Alexander (No Middle Name) Stromm (No Roman Numerals)

He had a stuffed monkey, still does, on his dresser at home. It was his mother’s, and one of the few things he remembers her saying about herself was that she used to dance all over the house with the monkey, up and down the stairs, and out onto the wide green lawn and up and down the sidewalks. She wanted to be Ginger Rogers when she grew up. But Alex’s dad wouldn’t let him play with the monkey until he was six because he could have pulled off the red ball on the monkey’s hat, put it into his mouth, and choked to death. By then, his mother was gone.

Alex writes about the monkey in the voice of Fanny Goole. Fanny is blind. She thinks the monkey is a baby doll because the monkey’s tail fell off long ago. She is aware that the doll has very big ears, so, ironically, Fanny Goole names the doll “Bad Monkey” and sleeps with it every night. You think right up until the end of the story that she has bought the doll/monkey for her daughter, but then you find out that it is for Fanny herself. Fanny is kind of retarded.

It is the stupidest thing I have ever written. That’s maybe because it is a stupid assignment to begin with. Okay, so I am
blaming my shortcomings on the woman I love. I am ashamed of my below-average and unoriginal self.

FRIDAY, OCTOBER 20, 3:00 P.M
.

Haley Avis Dovecott, Princeton University, Class of 1982, Magna cum Laude

I stop by her classroom during lunch today and apologize for my lackluster homework. She accepts my apology and tells me she’ll give me some extra time to do it over, to get it right. She says she hopes to meet my parents so that she can tell them what a dedicated student I am. I tell her that they aren’t able to come to Parents’ Weekend this year. Then I ask her about the certificate on the bookshelf, a reading award.

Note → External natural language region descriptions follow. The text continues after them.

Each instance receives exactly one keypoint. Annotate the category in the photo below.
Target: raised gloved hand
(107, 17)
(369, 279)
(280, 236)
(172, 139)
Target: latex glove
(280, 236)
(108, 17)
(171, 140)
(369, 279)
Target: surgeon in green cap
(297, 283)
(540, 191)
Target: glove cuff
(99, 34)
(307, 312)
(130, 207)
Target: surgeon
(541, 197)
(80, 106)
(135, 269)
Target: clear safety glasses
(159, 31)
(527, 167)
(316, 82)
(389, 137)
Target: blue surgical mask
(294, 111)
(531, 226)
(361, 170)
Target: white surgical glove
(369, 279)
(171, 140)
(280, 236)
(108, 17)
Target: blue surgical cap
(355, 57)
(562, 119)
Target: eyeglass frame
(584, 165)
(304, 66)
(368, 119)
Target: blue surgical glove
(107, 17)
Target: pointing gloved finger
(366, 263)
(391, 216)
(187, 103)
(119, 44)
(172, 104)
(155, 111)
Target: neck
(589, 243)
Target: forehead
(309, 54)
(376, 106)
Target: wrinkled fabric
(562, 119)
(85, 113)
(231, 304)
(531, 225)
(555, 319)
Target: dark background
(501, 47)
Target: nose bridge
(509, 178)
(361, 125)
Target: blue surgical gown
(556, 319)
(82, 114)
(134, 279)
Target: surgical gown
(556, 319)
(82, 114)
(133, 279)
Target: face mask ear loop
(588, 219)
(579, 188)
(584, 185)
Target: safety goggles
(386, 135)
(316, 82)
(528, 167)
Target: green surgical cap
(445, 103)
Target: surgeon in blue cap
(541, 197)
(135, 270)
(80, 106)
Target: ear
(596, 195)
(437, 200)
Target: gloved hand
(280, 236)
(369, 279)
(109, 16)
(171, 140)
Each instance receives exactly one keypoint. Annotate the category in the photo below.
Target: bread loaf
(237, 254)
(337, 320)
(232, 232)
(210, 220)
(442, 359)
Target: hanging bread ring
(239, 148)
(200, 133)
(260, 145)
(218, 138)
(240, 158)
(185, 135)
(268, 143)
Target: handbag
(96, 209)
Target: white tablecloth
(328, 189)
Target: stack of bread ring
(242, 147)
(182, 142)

Reading, she tells me, is what she does best. She loves it because it uses the whole of her, the right and the left, the hemispheres of reason and imagination. She discovered as a child that a closed book is a darkness anyone can enter, not a scary darkness like a basement or a storm, but a comforting one that wrapped her up neatly inside a world she could control.

She is talking to me, Miss Dovecott—Haley—is really talking to me. I ache to wrap her in my arms, which she is welcome to control any way she likes. On rare occasions, I have sat in class and envisioned my teachers in their apartments hunched over weak coffee or dazed like zombies standing at their closets, wishing for different lives. But Miss Dovecott doesn’t wish for a different life, she wishes to be with me right now, right here, telling me things.

She surprises me with a question: “How does reading make you feel?”

“I’ve never thought much about it,” I answer.

“Okay, then how does math make you feel?”

“Like I don’t know anything. Like a loser.”

“Now answer the question about reading,” she says.

“I guess reading makes me more interested in things—in the world, I mean. It makes me want to know more about people and how they think and what they have done with their lives.”

“Me too,” she says.

“Math doesn’t have that effect on me,” I add.

“That’s fine,” she says, “as long as you don’t scoff at other people’s fascination with numbers. Math is just as important as English. Numbers, like language, provide one with a way to arrange the world’s chaos. They are two kinds of truths, and science and history and art and psychology are other truths. The world is chaos, Alex. Your job in life is to figure out how to make some sense of the chaos. Me, I do it through words. Maybe that’s why I won this award. Maybe that’s what my professors were trying to tell me.”